Güzellik anlayışının gençlikle eşdeğer tutulduğu bugünkü anlayış dünyaya Bizans’tan kalmıştır. Çünkü Bizans hükümdarları oğullarını evlendirecekleri zaman ülkenin en güzel kızını bulmak için bir yarışma düzenletir, bunun için ülkenin her yanına tellallar çıkartılıp, kararlaştırılan günde yüzlerce genç kızın saray önünde toplanması sağlanır, sonrada kurulan jüri huzurunda kral, oğlunun müstakbel eşini seçerken halkta bu yarışmayı seyrederek eğlenirmiş.

Böyle evlenen beş hükümdar olduğunu, bunlardan 788 yılında evlenen VI. Constantinius’un jürisinde babasının yerinde annesinin yer aldığını tarihler yazar.

Güzellik yarışması ülkemize, İslam’ın yok edilmeye, Müslümanların cahilleştirilmeye çalışıldığı bir zamanda sıçramış.Alimlerin bölük bölük katledildiği, İslamı hatırlatacak her cismin kaldırıldığı bir dönem…

TARİHİNDEN UTANANLARIN ORGANİZESİ

1932 yılında Belçika’nın Spa şehrinde 28 ülkenin katılımıyla dünya güzellik yarışması düzenlendi. Bu yarışmayı Türkiye’de, Cumhuriyet gazetesi organize ediyordu.

Keriman Halis adında aslında çok çirkin bir kız da Türkiye’yi temsilen katıldı. Rezalet… Bedenini sergilemek ve ”beni beğenin demek”…
Jüri tüm üyeleri izleyip puan değerlendirmesi için başka bir salona geçince, başkan kürsüye gelerek şu konuşmayı yaptı:

”Sayın jüri üyeleri, bu gün Avrupa’nın, Hristiyanlığının zaferini kutluyoruz.1400 senedir dünya üzerinde hakimiyetini sürdüren İslamiyet artık bitmiştir.
Onu Avrupa bitirmiştir. Bir zamanlar sokağı bile peçesi arkasından seyredebilen Müslüman kadınların temsilcisi Türk güzeli Keriman Halis mayo ile aramızdadır. Bu kızı zaferimizin tacı ilan edeceğiz.Onu kraliçe seçeceğiz. Ondan daha güzeli varmış yokmuş, bu önemli değil, bu sene güzellik kraliçesi seçmiyoruz. Bu sene İslamı yenmenin zaferini kutluyoruz. Avrupa’nın zaferini kutluyoruz.
Bir zamanlar Fransa’da oynanan dansa müdahalede bulunan Kanuni Sultan Süleyman’ın torunu işte mayo ve ……… ile önümüzdedir. Kendini bizlere beğendirmeye çalışmaktadır. Biz de bize uyan bu kızı beğendik. Müslümanların geleceğinin böyle olması dileğiyle. Türk güzelini dünya güzeli olarak seçiyoruz, fakat kadehlerimizi Avrupa’nın zaferi için kaldıracağız.”
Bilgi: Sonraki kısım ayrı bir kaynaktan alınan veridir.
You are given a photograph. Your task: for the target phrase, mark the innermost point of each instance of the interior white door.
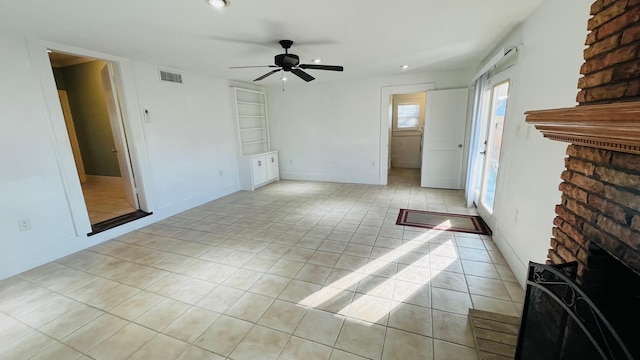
(119, 138)
(443, 139)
Ne kadar kara ve acı verici bir tablo. O günden sonra kabak güzeli, karpuz güzeli, şu güzeli, bu güzeli diye çoğalmış yarışmalar.

    Bu kızın gerçek bir Türk olduğu şaibelidir. Çünkü o zamanlar, bu gibi işlere ilk olmaları ve örnek teşkil etmeleri hasebiyle ermeniler koyulurmuş.
    Mesela ilk Türk filmlerini oynayanların soyunu araştırdığınızda ya ermeni yada Selanik dönmelerinden olduğunu, Fransa’dan ithal edildiğini görürsünüz.
    Televizyonun ilk yıllarında gösterime sunulan gayri ahlaki sahnelerin, genelevlerinden getirtilen fahişelere ve yine Türk olarak bilinen Ermenilere yaptırıldığı da bilinen bir gerçektir.
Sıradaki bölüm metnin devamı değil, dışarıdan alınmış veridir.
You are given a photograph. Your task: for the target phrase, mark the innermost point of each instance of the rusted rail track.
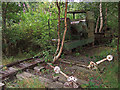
(13, 68)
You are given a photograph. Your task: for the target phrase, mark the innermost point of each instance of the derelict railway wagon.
(79, 31)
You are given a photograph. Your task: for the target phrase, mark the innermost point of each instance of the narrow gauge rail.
(21, 65)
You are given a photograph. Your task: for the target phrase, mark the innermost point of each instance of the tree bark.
(62, 43)
(58, 45)
(101, 18)
(4, 12)
(118, 45)
(97, 24)
(106, 20)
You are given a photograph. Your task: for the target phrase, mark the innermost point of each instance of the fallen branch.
(62, 43)
(58, 45)
(93, 65)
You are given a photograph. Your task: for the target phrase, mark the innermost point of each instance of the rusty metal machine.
(80, 31)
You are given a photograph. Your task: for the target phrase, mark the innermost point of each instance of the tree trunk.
(106, 20)
(101, 18)
(4, 12)
(118, 45)
(97, 24)
(62, 43)
(58, 45)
   Avrupa İslamın yok oluşunu kutladı. O günlerde haklıydılar tabii. Alimler yok ediliyor, islami olan her şey bir kenara itiliyordu. Yani İslama hizmet eden bir millet, İslamdan uzaklaşmış ve küfrün ortasında kalakalmıştı.
Batılılaşma yolunda hızlı ve büyük adımlar atılıyordu. Öyle ki, Türk çocuklarını Fransız dadılar yetiştiriyor, onlara batının hayat şeklini daha doğrusu ahlaksızlığını enjekte ediyordu.
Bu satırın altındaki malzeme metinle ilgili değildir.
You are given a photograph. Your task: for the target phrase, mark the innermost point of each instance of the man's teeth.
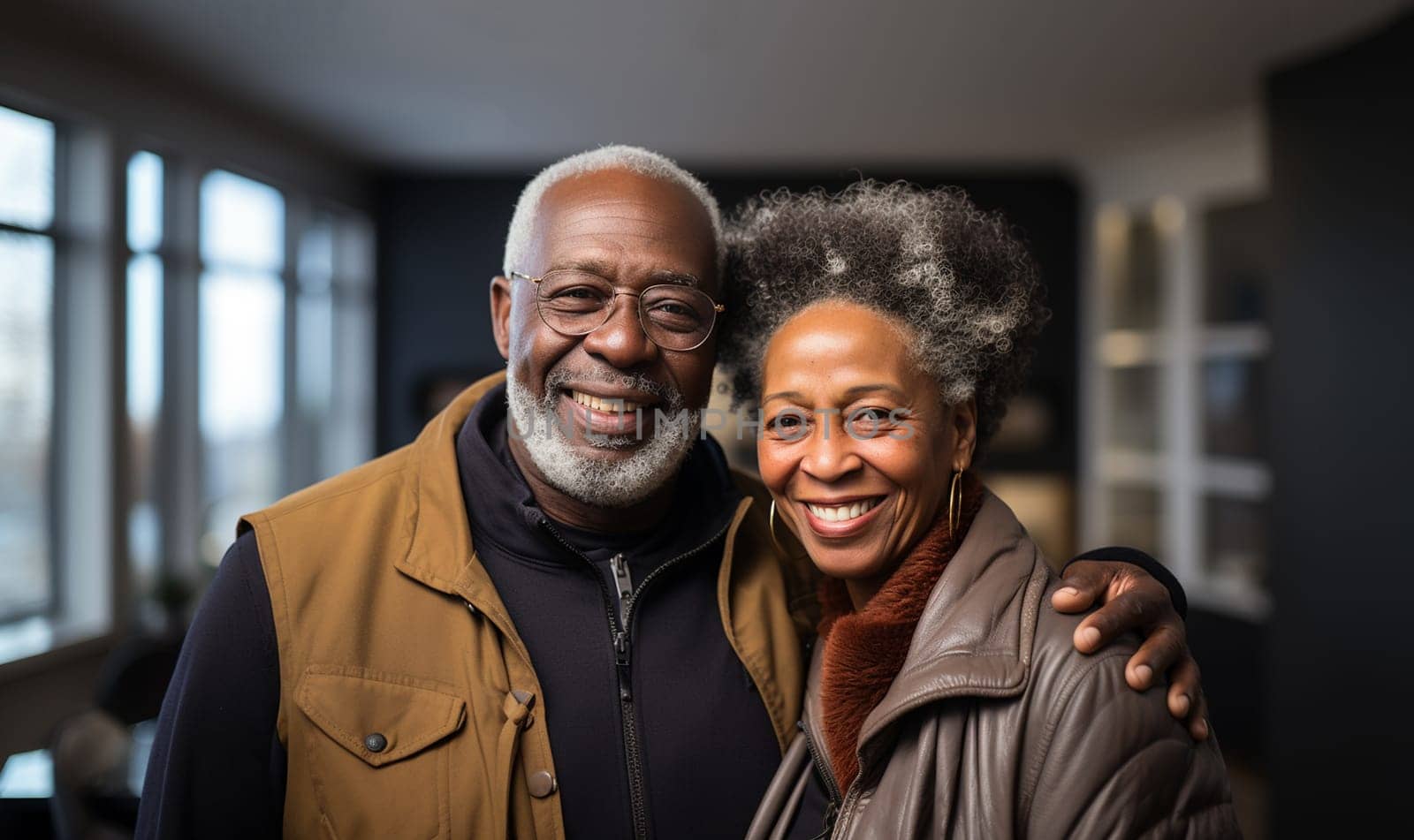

    Allah’ın yardımı bu millet üzerinden hiç eksilmedi ve eksilmeyecek…Allah, bazı kullarını ki; başta tasavvuf ehlini vesile kıldı. Bir uyanış, bir diriliş…

    Şimdi bazı kesimler, bu uyanışın sosyeteye sıçramasından korkuyorlar. Bunu anlamak hiç de zor değil. Bir voleybol oyuncusunun tesettüre büründüğünü duyan medyanın telaşını görmüş olmalısınız.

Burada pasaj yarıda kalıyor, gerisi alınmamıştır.